Commonwealth v. Reese, 520 Pa. 29, 34, 549 A.2d 909, 911 (1988). (Emphasis added).
This case presents an excellent example of just such fraud and gamesmanship.. Appellant complains that to uphold this search would make a mockery of our constitutions. To the contrary, it is appellant and his fellow drug dealers who attempt to make a mockery of our constitutions by taking the liberties embodied in the Fourth Amendment and Article I, section 8 of the Pennsylvania Constitution and attempting to twist them into a dark fortress from which to ply their deadly trade in societal poisons with impunity.
While we must ensure that legitimate constitutional rights do not become casualties in our society’s war on drugs, no rule of constitutional construction requires that we ignore the realities of modern drug distribution systems in determining the reasonableness of the warrant issue in this case.
554 A.2d at 562.
So too, here, appellee sought to use a lock on a bedroom door to defeat a lawful search warrant for the inventory and other evidence of the substantial, continuous, open, and notorious illegal speakeasy enterprise being conducted on the premises.

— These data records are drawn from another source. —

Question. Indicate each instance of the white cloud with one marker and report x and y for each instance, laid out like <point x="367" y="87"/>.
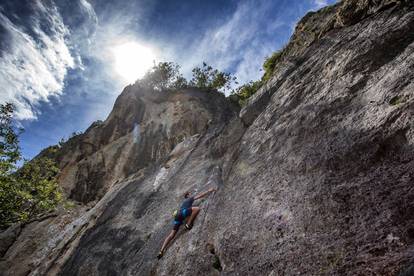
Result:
<point x="320" y="3"/>
<point x="238" y="43"/>
<point x="34" y="66"/>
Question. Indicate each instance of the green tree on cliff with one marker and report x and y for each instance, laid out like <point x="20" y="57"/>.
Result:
<point x="164" y="76"/>
<point x="208" y="77"/>
<point x="30" y="190"/>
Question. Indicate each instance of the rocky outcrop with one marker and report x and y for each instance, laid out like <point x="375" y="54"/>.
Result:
<point x="314" y="175"/>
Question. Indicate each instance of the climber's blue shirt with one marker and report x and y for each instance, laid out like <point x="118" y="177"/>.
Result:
<point x="187" y="203"/>
<point x="185" y="211"/>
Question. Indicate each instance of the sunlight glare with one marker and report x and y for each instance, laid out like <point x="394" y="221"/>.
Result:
<point x="132" y="60"/>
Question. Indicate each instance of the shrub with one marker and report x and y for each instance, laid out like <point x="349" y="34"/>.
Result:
<point x="208" y="77"/>
<point x="30" y="190"/>
<point x="244" y="92"/>
<point x="164" y="75"/>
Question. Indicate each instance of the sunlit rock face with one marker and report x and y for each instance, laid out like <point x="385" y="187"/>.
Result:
<point x="314" y="175"/>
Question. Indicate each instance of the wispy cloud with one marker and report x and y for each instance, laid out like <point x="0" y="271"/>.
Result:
<point x="320" y="3"/>
<point x="240" y="44"/>
<point x="34" y="65"/>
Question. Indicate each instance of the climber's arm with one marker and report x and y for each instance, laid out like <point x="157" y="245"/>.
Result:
<point x="201" y="195"/>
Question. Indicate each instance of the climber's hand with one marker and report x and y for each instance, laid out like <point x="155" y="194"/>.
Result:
<point x="212" y="190"/>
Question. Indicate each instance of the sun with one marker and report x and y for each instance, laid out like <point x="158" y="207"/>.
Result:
<point x="132" y="60"/>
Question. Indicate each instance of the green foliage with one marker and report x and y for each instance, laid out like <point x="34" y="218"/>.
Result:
<point x="244" y="92"/>
<point x="270" y="64"/>
<point x="164" y="76"/>
<point x="32" y="189"/>
<point x="208" y="77"/>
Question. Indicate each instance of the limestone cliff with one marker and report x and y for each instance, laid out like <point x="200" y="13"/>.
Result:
<point x="314" y="175"/>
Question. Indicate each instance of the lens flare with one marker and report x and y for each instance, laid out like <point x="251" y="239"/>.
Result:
<point x="132" y="60"/>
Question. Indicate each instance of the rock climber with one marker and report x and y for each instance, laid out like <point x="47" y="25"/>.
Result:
<point x="186" y="213"/>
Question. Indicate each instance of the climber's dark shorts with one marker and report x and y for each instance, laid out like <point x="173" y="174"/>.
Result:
<point x="179" y="219"/>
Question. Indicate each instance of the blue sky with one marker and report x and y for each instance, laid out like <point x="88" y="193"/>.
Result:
<point x="57" y="60"/>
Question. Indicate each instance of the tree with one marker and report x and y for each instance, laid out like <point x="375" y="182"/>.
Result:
<point x="208" y="77"/>
<point x="164" y="76"/>
<point x="245" y="91"/>
<point x="30" y="190"/>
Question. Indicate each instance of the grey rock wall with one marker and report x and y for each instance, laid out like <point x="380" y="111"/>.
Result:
<point x="314" y="176"/>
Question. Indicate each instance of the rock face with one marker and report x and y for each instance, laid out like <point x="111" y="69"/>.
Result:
<point x="314" y="176"/>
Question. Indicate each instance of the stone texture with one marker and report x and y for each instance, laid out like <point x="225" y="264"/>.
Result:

Again, it is necessary to view the execution of the search in context, rather than as an academic abstraction. Viewed in such a light, the manifest reasonableness of the execution of the search warrant in this case is readily apparent.

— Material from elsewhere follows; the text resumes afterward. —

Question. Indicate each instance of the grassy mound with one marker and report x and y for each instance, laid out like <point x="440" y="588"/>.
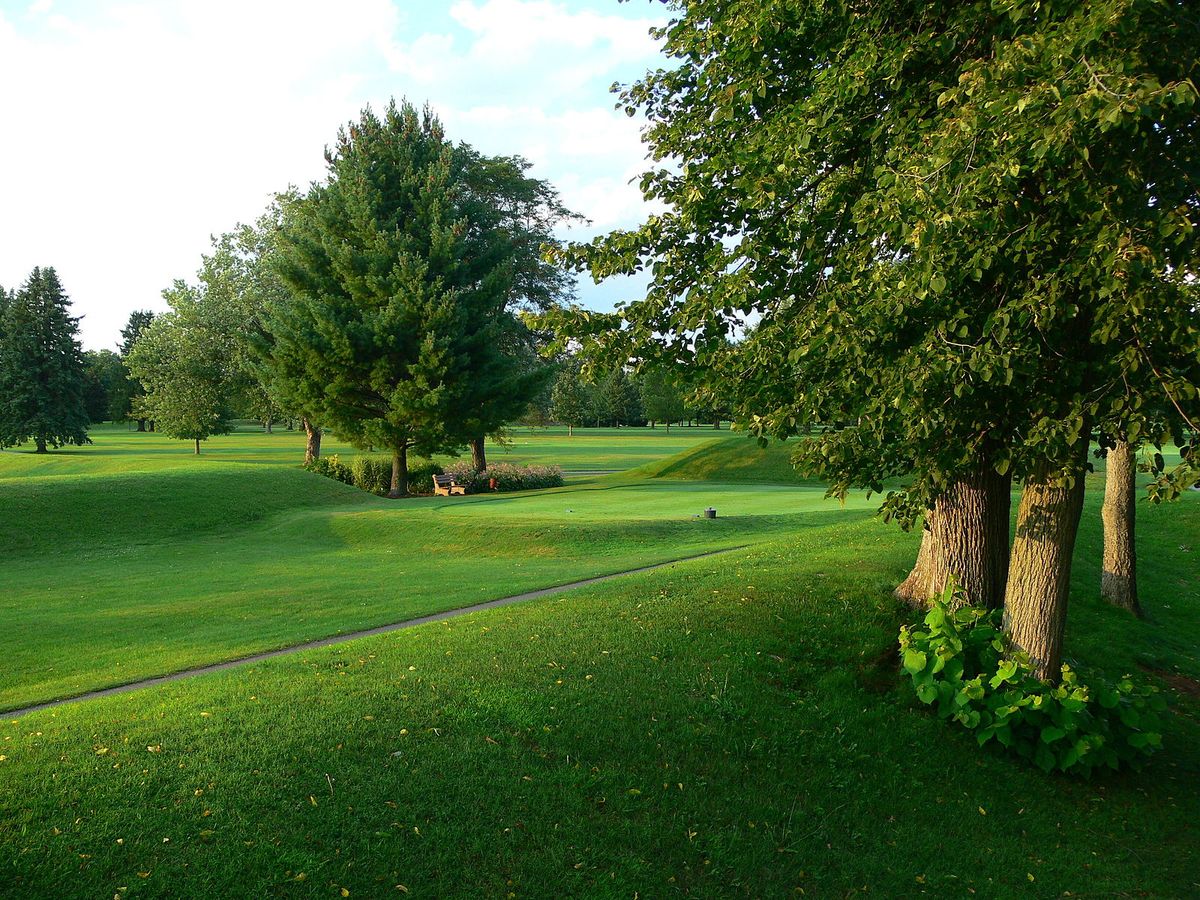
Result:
<point x="124" y="575"/>
<point x="736" y="459"/>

The warrant in this case authorized the search of the entire residence. Far from disclosing overbreadth in the *531scope of the warrant, the facts which came to light during the execution of the warrant reinforced the reasonableness of the execution of the warrant including the search of appellee’s bedroom. The suspicions (based upon probable cause) that a speakeasy enterprise was being conducted at the residence were amply confirmed immediately upon entry in execution of the warrant. Appellee was actually engaged in those activities, identified himself as a tenant, and indicated which room was his. I consider the search of appellee’s bedroom entirely reasonable under these circumstances, notwithstanding the lock on the bedroom door. Succinctly, there was every reason to believe that appellee’s locked bedroom might contain further evidence of the illegal activities toward which the search warrant was directed, as opposed to merely containing the private property of an innocent and uninvolved third party not intended to be affected by the warrant.

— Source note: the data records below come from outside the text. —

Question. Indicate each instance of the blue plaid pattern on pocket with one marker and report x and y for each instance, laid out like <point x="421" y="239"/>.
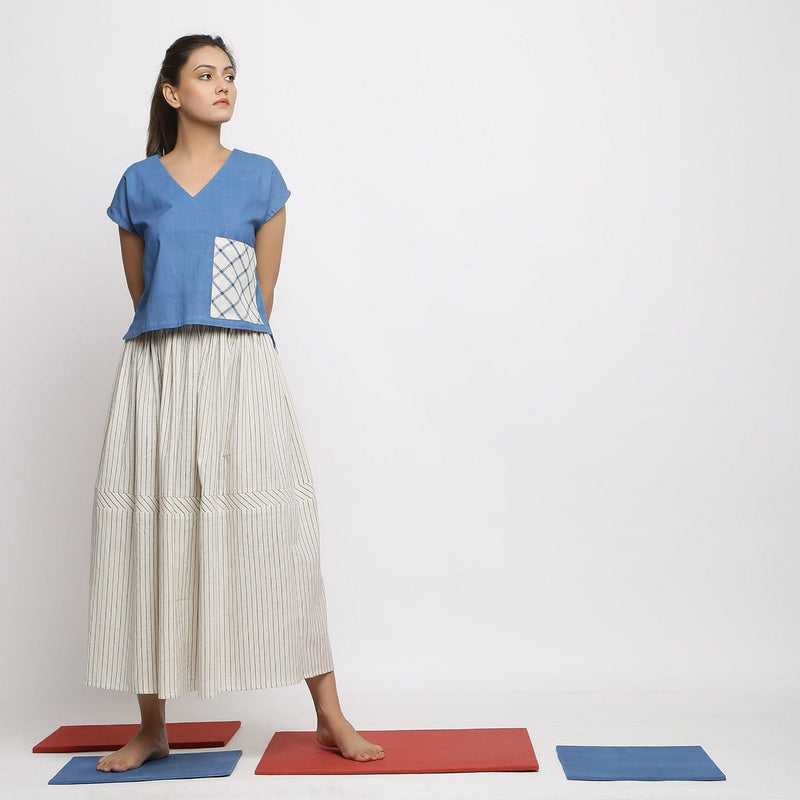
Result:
<point x="235" y="282"/>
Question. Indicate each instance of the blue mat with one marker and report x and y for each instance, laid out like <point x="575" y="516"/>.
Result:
<point x="83" y="769"/>
<point x="637" y="763"/>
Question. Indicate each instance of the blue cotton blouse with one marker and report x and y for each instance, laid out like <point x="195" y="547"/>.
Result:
<point x="199" y="253"/>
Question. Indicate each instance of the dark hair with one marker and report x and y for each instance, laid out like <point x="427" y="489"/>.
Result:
<point x="162" y="132"/>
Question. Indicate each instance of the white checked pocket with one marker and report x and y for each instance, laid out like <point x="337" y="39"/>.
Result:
<point x="234" y="282"/>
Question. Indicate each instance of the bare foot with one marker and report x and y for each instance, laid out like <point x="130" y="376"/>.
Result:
<point x="340" y="735"/>
<point x="144" y="745"/>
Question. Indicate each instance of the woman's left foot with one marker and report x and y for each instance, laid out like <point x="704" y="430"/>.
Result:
<point x="342" y="736"/>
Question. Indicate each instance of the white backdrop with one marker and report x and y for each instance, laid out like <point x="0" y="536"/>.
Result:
<point x="537" y="307"/>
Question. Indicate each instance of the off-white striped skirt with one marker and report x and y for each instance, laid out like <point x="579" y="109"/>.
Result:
<point x="205" y="561"/>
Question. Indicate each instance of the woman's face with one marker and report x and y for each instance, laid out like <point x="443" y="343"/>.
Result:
<point x="206" y="81"/>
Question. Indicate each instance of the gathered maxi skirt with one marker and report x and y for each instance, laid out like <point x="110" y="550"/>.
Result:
<point x="205" y="559"/>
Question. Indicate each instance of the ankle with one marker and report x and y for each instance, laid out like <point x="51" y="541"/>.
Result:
<point x="329" y="715"/>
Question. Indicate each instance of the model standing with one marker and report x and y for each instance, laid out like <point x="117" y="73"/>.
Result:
<point x="205" y="567"/>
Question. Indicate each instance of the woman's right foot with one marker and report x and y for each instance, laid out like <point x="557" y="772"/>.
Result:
<point x="144" y="746"/>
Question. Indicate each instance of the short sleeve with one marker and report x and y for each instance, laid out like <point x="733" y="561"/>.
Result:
<point x="119" y="210"/>
<point x="276" y="191"/>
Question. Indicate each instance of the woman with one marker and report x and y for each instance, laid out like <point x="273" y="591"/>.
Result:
<point x="205" y="572"/>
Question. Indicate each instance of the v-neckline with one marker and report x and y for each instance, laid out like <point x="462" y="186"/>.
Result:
<point x="205" y="185"/>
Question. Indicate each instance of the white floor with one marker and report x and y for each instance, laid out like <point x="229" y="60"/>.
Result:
<point x="752" y="737"/>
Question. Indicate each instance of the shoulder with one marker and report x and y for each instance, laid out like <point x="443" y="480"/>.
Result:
<point x="257" y="161"/>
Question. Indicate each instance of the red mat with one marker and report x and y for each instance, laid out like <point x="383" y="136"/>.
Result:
<point x="464" y="750"/>
<point x="83" y="738"/>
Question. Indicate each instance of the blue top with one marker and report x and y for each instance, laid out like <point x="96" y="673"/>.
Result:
<point x="199" y="254"/>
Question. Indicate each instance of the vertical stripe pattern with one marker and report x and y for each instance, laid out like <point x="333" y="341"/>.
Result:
<point x="205" y="563"/>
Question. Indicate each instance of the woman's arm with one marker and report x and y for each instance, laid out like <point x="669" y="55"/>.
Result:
<point x="132" y="247"/>
<point x="269" y="245"/>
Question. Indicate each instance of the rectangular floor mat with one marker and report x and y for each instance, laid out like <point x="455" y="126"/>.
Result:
<point x="418" y="751"/>
<point x="89" y="738"/>
<point x="83" y="769"/>
<point x="682" y="763"/>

Prior case law in this Commonwealth supports the reasonableness of the warrant and its execution in this case. See e.g. Commonwealth v. Davis, 331 Pa.Super. 285, 292-93, 480 A.2d 1035, 1040-42 (1984); Commonwealth v. Chamberlain, 277 Pa.Super. 503, 511, 419 A.2d 1261, 1266 (1980); Commonwealth v. Copertino, 209 Pa.Super. 63, 67, 224 A.2d 228, 230 (1966). Likewise, cases from other jurisdictions following Maryland v. Garrison, supra, are supportive. See e.g. United States v. Ofshe, 817 F.2d 1508, 1514 (11th Cir.1987); State v. Burns, 163 Ariz. 44, 785 P.2d 1232, 1233-34 (App.1989); People v. Foster, 174 Mich.App. 505, 436 N.W.2d 397, 397-98 (1988); State v. Hendricks, 145 N.J.Super. 27, 366 A.2d 999, 1000-02 (1976).
Hence, I dissent, and would reverse the suppression order.